L’article 1352-6 du code civil dispose : 'La restitution d’une somme d’argent inclut les intérêts au taux légal et les taxes acquittées entre les mains de celui qui l’a reçue.'
En l’espèce, il n’est pas fait état de taxes acquittées au sens de cette dernière disposition.
La Convention étant nulle et de nul effet, les factures précédemment réglées par Orpéa à RFS pour un montant toutes taxes comprises de 1 200 000 € – l’ont été sans cause. Leurs montants doivent être restitués par RFS à Orpéa.
En conséquence, le tribunal condamnera RFS à payer à Orpéa la somme de 1 200 000 €, augmentée d’intérêts de retard au taux de l’intérêt légal à compter de la date de leur paiement à RFS par Orpéa.
Sur l’application de l’article 700 du code de procédure civile
Pour faire reconnaître ses droits, Orpéa a dû exposer des frais non compris dans les dépens qu’il serait inéquitable de laisser à sa charge compte tenu des éléments d’appréciation dont le tribunal dispose.

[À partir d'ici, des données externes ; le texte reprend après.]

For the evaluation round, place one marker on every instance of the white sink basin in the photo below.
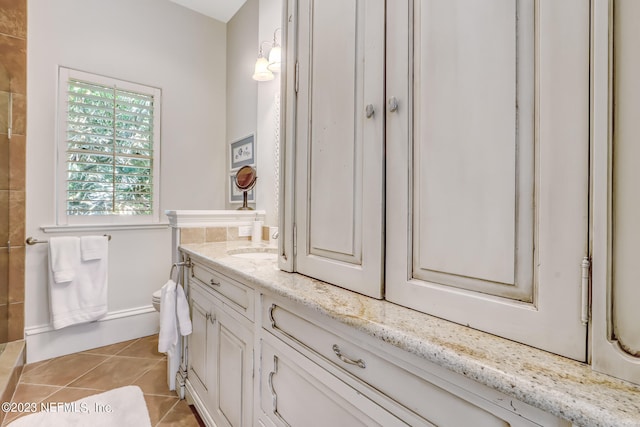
(254, 253)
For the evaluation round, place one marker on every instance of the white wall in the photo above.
(153, 42)
(242, 90)
(251, 105)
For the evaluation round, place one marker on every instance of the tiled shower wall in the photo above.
(13, 121)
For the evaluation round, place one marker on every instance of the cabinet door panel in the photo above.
(487, 165)
(233, 366)
(473, 145)
(339, 155)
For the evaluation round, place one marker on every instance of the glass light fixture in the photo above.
(261, 71)
(275, 55)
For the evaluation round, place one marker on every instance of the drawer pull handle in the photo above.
(359, 362)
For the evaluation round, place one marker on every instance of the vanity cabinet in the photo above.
(316, 372)
(220, 349)
(461, 134)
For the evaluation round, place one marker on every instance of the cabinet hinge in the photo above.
(297, 77)
(585, 301)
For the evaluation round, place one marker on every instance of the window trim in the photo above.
(62, 218)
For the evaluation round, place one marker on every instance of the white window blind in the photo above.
(110, 146)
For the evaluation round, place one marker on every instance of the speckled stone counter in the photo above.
(560, 386)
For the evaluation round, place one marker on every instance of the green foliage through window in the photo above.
(110, 143)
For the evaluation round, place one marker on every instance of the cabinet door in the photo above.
(339, 143)
(296, 392)
(200, 342)
(232, 363)
(487, 165)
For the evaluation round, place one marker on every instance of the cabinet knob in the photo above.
(393, 104)
(359, 363)
(369, 110)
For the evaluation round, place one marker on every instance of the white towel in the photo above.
(172, 316)
(83, 298)
(94, 247)
(64, 253)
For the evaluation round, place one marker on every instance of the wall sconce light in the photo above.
(261, 71)
(275, 55)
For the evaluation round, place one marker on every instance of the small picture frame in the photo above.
(235, 194)
(242, 152)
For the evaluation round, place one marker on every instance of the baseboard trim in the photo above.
(44, 342)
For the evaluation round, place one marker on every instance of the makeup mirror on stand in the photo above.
(245, 180)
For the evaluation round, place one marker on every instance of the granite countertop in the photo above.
(560, 386)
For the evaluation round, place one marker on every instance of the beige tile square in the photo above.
(62, 370)
(115, 372)
(216, 234)
(192, 235)
(146, 347)
(159, 406)
(110, 350)
(154, 381)
(180, 415)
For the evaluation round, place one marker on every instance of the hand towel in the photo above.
(168, 336)
(94, 247)
(182, 312)
(64, 254)
(81, 299)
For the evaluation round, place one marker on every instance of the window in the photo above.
(108, 150)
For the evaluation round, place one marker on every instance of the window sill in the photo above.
(102, 227)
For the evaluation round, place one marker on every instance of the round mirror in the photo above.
(245, 180)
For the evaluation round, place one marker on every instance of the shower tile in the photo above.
(19, 114)
(13, 70)
(4, 278)
(16, 322)
(4, 310)
(16, 217)
(13, 18)
(16, 274)
(4, 111)
(192, 235)
(4, 158)
(4, 217)
(17, 162)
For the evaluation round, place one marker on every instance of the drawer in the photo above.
(430, 402)
(234, 294)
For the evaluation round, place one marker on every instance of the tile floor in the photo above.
(75, 376)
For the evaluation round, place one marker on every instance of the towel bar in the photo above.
(34, 241)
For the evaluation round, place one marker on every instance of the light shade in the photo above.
(261, 71)
(275, 59)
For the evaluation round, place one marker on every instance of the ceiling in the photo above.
(222, 10)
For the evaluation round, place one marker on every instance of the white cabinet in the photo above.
(220, 353)
(340, 143)
(483, 110)
(488, 166)
(315, 372)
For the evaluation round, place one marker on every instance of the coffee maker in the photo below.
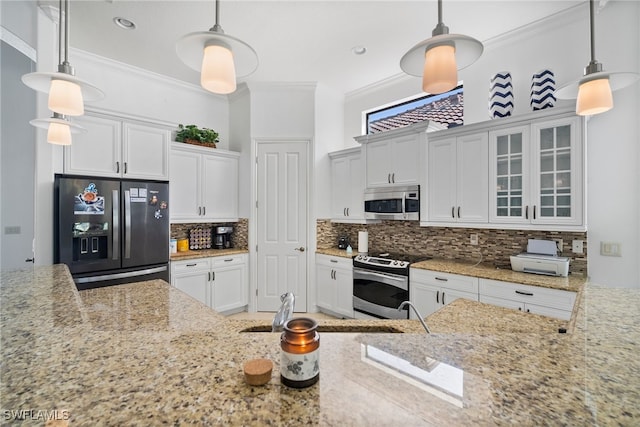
(222, 237)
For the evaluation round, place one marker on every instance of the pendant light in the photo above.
(59, 129)
(439, 58)
(593, 91)
(67, 93)
(219, 57)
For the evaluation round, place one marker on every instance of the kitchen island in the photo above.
(146, 353)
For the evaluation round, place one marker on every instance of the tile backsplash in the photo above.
(495, 246)
(239, 238)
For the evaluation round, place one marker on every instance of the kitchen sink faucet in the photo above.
(415, 310)
(284, 313)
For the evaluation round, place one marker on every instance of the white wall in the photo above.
(562, 44)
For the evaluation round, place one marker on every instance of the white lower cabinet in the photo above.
(431, 290)
(334, 285)
(530, 299)
(218, 282)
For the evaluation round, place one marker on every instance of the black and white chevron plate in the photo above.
(543, 87)
(500, 95)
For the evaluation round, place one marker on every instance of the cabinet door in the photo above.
(557, 172)
(220, 188)
(441, 191)
(145, 152)
(472, 178)
(229, 288)
(426, 298)
(97, 152)
(192, 277)
(344, 292)
(378, 161)
(325, 286)
(405, 152)
(509, 158)
(341, 187)
(184, 186)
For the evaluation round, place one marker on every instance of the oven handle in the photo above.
(400, 282)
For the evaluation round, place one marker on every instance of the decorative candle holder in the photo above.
(300, 356)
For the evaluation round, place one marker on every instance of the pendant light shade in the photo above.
(593, 92)
(59, 129)
(218, 74)
(438, 59)
(67, 93)
(220, 58)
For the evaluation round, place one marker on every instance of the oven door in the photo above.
(379, 294)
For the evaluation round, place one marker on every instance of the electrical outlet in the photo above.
(610, 249)
(577, 246)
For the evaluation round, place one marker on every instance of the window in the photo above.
(446, 109)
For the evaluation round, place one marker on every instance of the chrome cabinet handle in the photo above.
(530, 294)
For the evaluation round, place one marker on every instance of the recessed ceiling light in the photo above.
(124, 23)
(359, 50)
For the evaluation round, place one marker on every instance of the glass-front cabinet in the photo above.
(536, 173)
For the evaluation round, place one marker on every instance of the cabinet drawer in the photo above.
(334, 261)
(444, 280)
(190, 265)
(554, 298)
(222, 261)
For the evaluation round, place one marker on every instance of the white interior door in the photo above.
(282, 176)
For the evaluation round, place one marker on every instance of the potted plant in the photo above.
(192, 134)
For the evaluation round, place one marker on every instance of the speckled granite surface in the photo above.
(205, 253)
(147, 354)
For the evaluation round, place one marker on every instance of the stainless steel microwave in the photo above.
(394, 203)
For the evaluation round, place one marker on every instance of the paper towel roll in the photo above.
(363, 242)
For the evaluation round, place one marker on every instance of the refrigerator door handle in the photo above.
(127, 225)
(116, 224)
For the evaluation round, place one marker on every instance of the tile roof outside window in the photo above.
(447, 111)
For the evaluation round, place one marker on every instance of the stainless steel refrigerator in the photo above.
(111, 231)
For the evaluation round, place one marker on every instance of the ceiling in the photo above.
(296, 40)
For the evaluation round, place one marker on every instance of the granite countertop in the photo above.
(146, 353)
(206, 253)
(572, 283)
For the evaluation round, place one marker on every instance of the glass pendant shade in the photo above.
(65, 98)
(218, 73)
(59, 134)
(440, 71)
(594, 97)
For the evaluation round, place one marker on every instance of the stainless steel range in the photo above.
(381, 284)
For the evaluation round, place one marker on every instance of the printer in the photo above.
(541, 258)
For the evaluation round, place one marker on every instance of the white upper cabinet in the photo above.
(347, 186)
(458, 179)
(394, 157)
(523, 172)
(203, 184)
(120, 148)
(536, 174)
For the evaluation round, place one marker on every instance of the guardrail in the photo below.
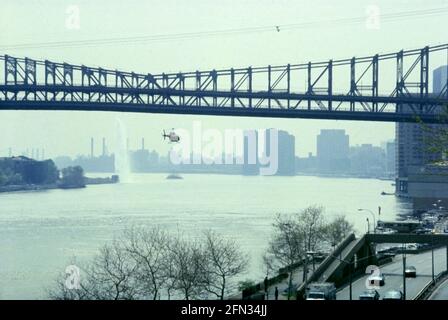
(427, 290)
(325, 264)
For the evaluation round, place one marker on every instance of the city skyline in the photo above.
(290, 45)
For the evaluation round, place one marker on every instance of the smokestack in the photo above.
(91, 147)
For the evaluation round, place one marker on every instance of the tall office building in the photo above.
(285, 157)
(333, 151)
(412, 148)
(251, 167)
(439, 77)
(390, 158)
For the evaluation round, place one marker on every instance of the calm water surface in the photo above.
(41, 231)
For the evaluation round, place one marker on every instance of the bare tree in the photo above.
(311, 224)
(286, 245)
(111, 275)
(222, 260)
(185, 258)
(149, 249)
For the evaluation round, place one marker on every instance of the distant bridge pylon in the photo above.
(384, 87)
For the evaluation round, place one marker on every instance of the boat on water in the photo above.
(174, 177)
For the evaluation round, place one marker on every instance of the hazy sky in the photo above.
(25, 22)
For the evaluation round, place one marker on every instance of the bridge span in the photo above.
(384, 87)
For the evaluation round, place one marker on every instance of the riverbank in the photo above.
(41, 187)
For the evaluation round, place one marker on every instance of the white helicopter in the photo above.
(172, 136)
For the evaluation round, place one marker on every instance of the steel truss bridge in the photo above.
(384, 87)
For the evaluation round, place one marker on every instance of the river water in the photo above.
(40, 232)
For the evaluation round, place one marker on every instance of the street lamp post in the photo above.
(404, 274)
(350, 276)
(312, 253)
(368, 225)
(373, 216)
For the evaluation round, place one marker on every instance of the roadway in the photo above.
(441, 293)
(394, 275)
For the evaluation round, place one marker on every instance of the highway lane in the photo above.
(441, 293)
(394, 278)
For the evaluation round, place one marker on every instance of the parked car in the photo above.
(377, 280)
(369, 295)
(393, 295)
(410, 272)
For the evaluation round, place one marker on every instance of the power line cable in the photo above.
(392, 17)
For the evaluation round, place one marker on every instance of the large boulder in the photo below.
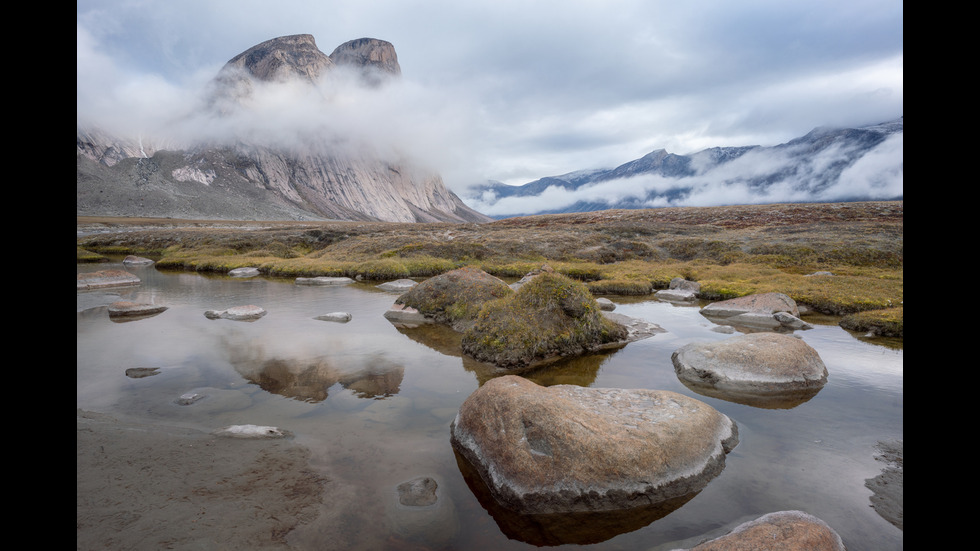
(548, 317)
(128, 309)
(680, 290)
(106, 278)
(756, 363)
(323, 280)
(781, 531)
(766, 311)
(453, 298)
(248, 312)
(565, 448)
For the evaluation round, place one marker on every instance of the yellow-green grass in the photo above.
(730, 251)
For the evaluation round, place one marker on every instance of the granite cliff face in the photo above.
(317, 176)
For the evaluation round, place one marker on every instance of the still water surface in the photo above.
(374, 402)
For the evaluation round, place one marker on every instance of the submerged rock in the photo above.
(249, 312)
(140, 372)
(781, 531)
(340, 317)
(399, 285)
(244, 272)
(766, 311)
(762, 363)
(418, 492)
(423, 514)
(252, 431)
(565, 448)
(106, 278)
(680, 290)
(323, 280)
(127, 309)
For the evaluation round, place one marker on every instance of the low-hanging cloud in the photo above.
(340, 113)
(760, 176)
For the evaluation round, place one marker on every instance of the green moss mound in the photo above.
(455, 297)
(551, 315)
(888, 322)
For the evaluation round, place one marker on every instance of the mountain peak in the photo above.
(283, 58)
(368, 53)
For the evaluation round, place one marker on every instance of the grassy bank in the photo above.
(731, 251)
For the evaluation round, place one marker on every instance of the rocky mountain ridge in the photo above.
(821, 166)
(244, 179)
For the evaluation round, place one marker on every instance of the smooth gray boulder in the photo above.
(758, 363)
(106, 278)
(252, 431)
(249, 312)
(401, 314)
(244, 272)
(128, 309)
(565, 448)
(680, 290)
(323, 280)
(676, 295)
(133, 260)
(340, 317)
(766, 311)
(780, 531)
(398, 286)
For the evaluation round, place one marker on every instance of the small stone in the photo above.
(189, 398)
(140, 372)
(106, 278)
(244, 272)
(399, 285)
(252, 431)
(137, 261)
(125, 308)
(784, 530)
(323, 280)
(418, 492)
(340, 317)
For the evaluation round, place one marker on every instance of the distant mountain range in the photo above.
(251, 172)
(826, 165)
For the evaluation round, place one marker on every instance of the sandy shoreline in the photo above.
(144, 486)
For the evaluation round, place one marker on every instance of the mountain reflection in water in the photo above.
(373, 402)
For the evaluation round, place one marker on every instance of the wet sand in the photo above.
(143, 486)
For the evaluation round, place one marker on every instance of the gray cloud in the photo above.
(514, 91)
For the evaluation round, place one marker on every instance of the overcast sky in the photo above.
(518, 90)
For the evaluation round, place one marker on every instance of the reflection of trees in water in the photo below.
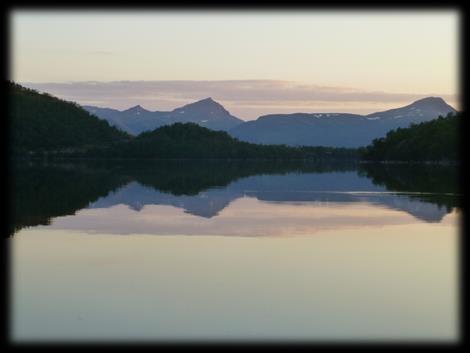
(438, 180)
(38, 193)
(41, 191)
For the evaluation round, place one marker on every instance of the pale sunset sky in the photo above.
(252, 62)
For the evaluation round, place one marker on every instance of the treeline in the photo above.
(41, 122)
(191, 141)
(46, 126)
(435, 140)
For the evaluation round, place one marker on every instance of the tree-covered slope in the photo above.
(190, 141)
(435, 140)
(40, 122)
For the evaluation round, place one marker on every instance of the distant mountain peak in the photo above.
(137, 108)
(432, 102)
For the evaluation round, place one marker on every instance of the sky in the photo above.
(252, 62)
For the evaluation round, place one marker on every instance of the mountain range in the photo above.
(135, 120)
(297, 129)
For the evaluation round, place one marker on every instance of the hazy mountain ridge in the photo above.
(206, 112)
(337, 129)
(296, 129)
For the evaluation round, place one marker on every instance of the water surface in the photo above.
(234, 251)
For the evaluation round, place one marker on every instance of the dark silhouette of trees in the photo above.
(435, 140)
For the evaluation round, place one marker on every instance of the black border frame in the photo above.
(230, 5)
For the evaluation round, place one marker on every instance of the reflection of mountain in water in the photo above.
(41, 192)
(338, 187)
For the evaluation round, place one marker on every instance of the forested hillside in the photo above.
(193, 141)
(435, 140)
(41, 122)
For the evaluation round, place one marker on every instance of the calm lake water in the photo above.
(188, 251)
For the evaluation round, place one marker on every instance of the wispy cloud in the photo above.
(247, 99)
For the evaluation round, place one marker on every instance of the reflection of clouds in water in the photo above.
(243, 217)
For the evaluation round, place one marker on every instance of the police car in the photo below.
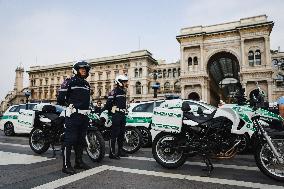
(9, 122)
(18, 119)
(140, 114)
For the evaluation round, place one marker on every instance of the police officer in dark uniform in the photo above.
(116, 104)
(75, 94)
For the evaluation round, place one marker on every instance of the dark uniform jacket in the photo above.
(117, 97)
(74, 91)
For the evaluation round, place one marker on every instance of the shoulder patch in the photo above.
(65, 83)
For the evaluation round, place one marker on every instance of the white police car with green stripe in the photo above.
(140, 114)
(10, 122)
(18, 119)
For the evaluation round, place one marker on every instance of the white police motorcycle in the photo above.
(216, 136)
(48, 130)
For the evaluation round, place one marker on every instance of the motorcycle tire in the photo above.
(261, 160)
(132, 140)
(36, 136)
(96, 147)
(146, 137)
(160, 154)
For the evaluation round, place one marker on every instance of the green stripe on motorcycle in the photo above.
(138, 120)
(9, 117)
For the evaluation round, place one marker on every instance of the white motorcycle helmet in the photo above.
(119, 79)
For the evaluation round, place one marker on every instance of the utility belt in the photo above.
(116, 109)
(71, 109)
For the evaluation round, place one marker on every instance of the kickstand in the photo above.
(53, 151)
(209, 166)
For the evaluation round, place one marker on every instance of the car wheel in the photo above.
(9, 129)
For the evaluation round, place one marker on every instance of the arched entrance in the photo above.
(194, 96)
(223, 69)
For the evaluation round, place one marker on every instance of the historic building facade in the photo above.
(16, 96)
(215, 60)
(138, 65)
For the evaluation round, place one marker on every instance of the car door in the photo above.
(10, 115)
(25, 118)
(140, 114)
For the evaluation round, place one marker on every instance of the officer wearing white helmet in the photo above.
(116, 105)
(75, 94)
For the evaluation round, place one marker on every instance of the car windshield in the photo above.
(207, 105)
(59, 109)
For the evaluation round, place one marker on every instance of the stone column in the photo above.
(95, 90)
(244, 85)
(269, 90)
(48, 93)
(182, 64)
(242, 54)
(267, 51)
(202, 63)
(182, 91)
(103, 89)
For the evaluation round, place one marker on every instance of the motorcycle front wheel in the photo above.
(267, 162)
(37, 141)
(95, 146)
(133, 140)
(166, 153)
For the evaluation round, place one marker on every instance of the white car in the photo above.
(195, 106)
(9, 122)
(140, 114)
(17, 119)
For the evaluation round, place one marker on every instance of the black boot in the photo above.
(112, 154)
(67, 168)
(79, 164)
(121, 152)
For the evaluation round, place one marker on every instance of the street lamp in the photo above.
(156, 85)
(27, 94)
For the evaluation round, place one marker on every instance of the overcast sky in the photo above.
(56, 31)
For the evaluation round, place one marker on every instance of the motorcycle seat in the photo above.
(51, 116)
(199, 119)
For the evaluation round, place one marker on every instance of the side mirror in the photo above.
(207, 112)
(199, 111)
(185, 107)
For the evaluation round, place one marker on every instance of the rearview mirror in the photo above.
(199, 110)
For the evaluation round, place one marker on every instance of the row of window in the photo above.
(170, 73)
(254, 58)
(278, 63)
(193, 61)
(167, 87)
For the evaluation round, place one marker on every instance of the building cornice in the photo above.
(246, 23)
(96, 61)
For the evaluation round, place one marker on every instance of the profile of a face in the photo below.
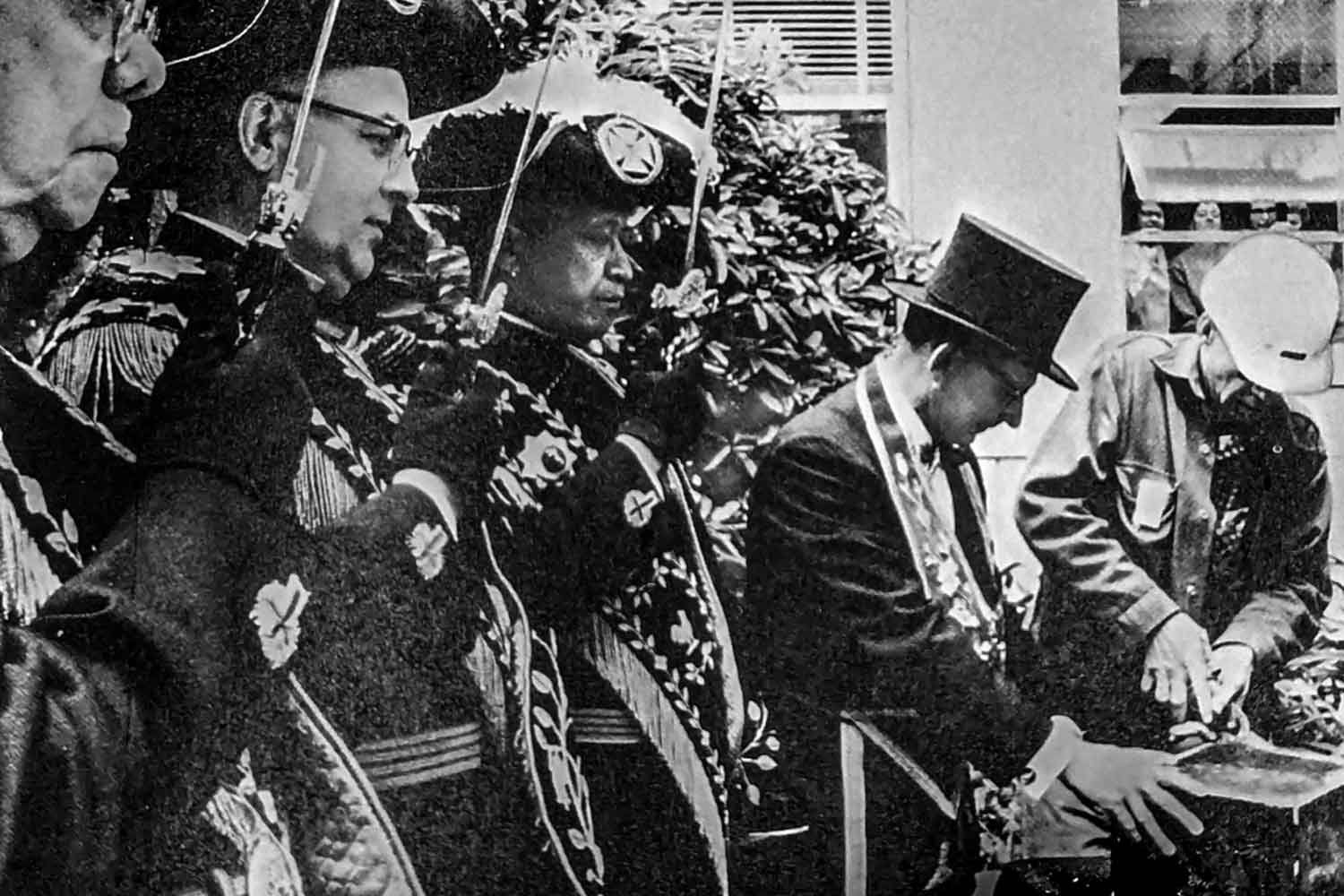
(570, 274)
(1150, 217)
(365, 175)
(64, 112)
(976, 389)
(1207, 217)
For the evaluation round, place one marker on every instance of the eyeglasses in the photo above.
(1015, 389)
(129, 19)
(395, 140)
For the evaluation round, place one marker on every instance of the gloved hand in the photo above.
(449, 427)
(1126, 785)
(667, 411)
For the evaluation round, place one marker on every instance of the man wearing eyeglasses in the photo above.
(67, 74)
(875, 613)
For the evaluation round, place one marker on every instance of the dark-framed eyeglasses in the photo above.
(1015, 390)
(129, 19)
(398, 132)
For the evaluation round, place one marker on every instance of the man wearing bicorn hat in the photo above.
(1179, 503)
(586, 506)
(874, 607)
(236, 702)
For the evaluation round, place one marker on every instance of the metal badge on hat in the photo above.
(631, 150)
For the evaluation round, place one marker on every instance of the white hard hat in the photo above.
(1276, 301)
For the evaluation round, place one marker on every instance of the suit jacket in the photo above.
(839, 616)
(1116, 503)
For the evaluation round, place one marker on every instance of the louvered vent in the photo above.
(843, 45)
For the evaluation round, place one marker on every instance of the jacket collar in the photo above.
(1180, 362)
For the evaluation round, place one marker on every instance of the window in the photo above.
(844, 46)
(1228, 124)
(866, 132)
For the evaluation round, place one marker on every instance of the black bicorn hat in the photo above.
(609, 140)
(220, 51)
(1005, 290)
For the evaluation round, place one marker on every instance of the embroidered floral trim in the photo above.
(426, 547)
(246, 815)
(276, 614)
(336, 440)
(945, 571)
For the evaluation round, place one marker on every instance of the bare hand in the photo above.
(1126, 785)
(1230, 672)
(1177, 664)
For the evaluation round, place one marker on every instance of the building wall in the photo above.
(1008, 109)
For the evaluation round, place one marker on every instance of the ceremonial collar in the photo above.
(913, 427)
(530, 346)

En conséquence, le tribunal condamnera RFS à payer à Orpéa la somme de 15 000 € en application des dispositions de l’article 700 du code de procédure civile.
Sur les dépens
RFS succombe dans ses prétentions : le tribunal la condamner aux dépens de l’instance.
Sur l’exécution provisoire
Pour les instances introduites postérieurement au 1 er janvier 2020, l’exécution provisoire des jugements est de droit. Toutefois, le tribunal peut en écarter l’application s’il estime qu’elle est incompatible avec la nature de l’affaire, sous réserve alors de motiver spécialement sa décision.
Dans ses dernières écritures, RFS demande au tribunal, s’il entrait en voie de condamnation à son encontre, d’écarter l’exécution provisoire de droit du jugement.
Le tribunal condamnera RFS à payer certaines sommes à Orpéa, mais n’estime pas l’exécution provisoire du jugement incompatible avec la nature de l’affaire.
En conséquence, le tribunal rappellera que l’exécution provisoire du jugement est de droit et dira n’y avoir lieu à en écarter l’application.
Par ces motifs,
le tribunal, après en avoir délibéré, statuant publiquement par jugement contradictoire et en premier ressort,
dit nulle et de nul effet la Convention de prestation de services signée le 30 juin 2021 entre la société par actions simplifiée Résidences France Silver – alors représentée par la société dénommée V. International Conseil, agissant au nom et pour le compte de la société par actions simplifiée Résidences France Silver – et la société anonyme Orpéa (désormais dénommée Emeis);
* déboute la société par actions simplifiée Résidences France Silver de toutes ses demandes à l’encontre de la société anonyme Emeis (précédemment dénommée Orpéa);
* condamne la société par actions simplifiée Résidences France Silver à payer à la société anonyme Emeis (précédemment dénommée Orpéa) la somme de 1 200 000 €; augmentée d’intérêts de retard au taux de l’intérêt légal à compter de la date de paiement de chacune des deux factures en cause ;
* condamne la société par actions simplifiée Résidences France Silver à payer à la société anonyme Emeis (précédemment dénommée Orpéa) la somme de 15 000 €, en application des dispositions de l’article 700 du code de procédure civile ;
* condamne la société par actions simplifiée Résidences France Silver aux dépens de l’instance ;
* rappelle que l’exécution provisoire du jugement est de droit.
Liquide les dépens du greffe à la somme de 70,91 euros, dont TVA 11,82 euros.
Délibéré par M. EL BARKANI Karim, président du délibéré, MM. BOURDOIS Jean-Patrick et LE MOUILLOUR Gilles, (M. BOURDOIS Jean-Patrick étant juge chargé d’instruire l’affaire).
Le présent jugement est mis à disposition au greffe de ce tribunal, les parties en ayant été préalablement avisées verbalement lors des débats dans les conditions prévues au deuxième alinéa de l’article 450 du code de procédure civile.
La minute du jugement est signée électroniquement par le président du délibéré et le greffier.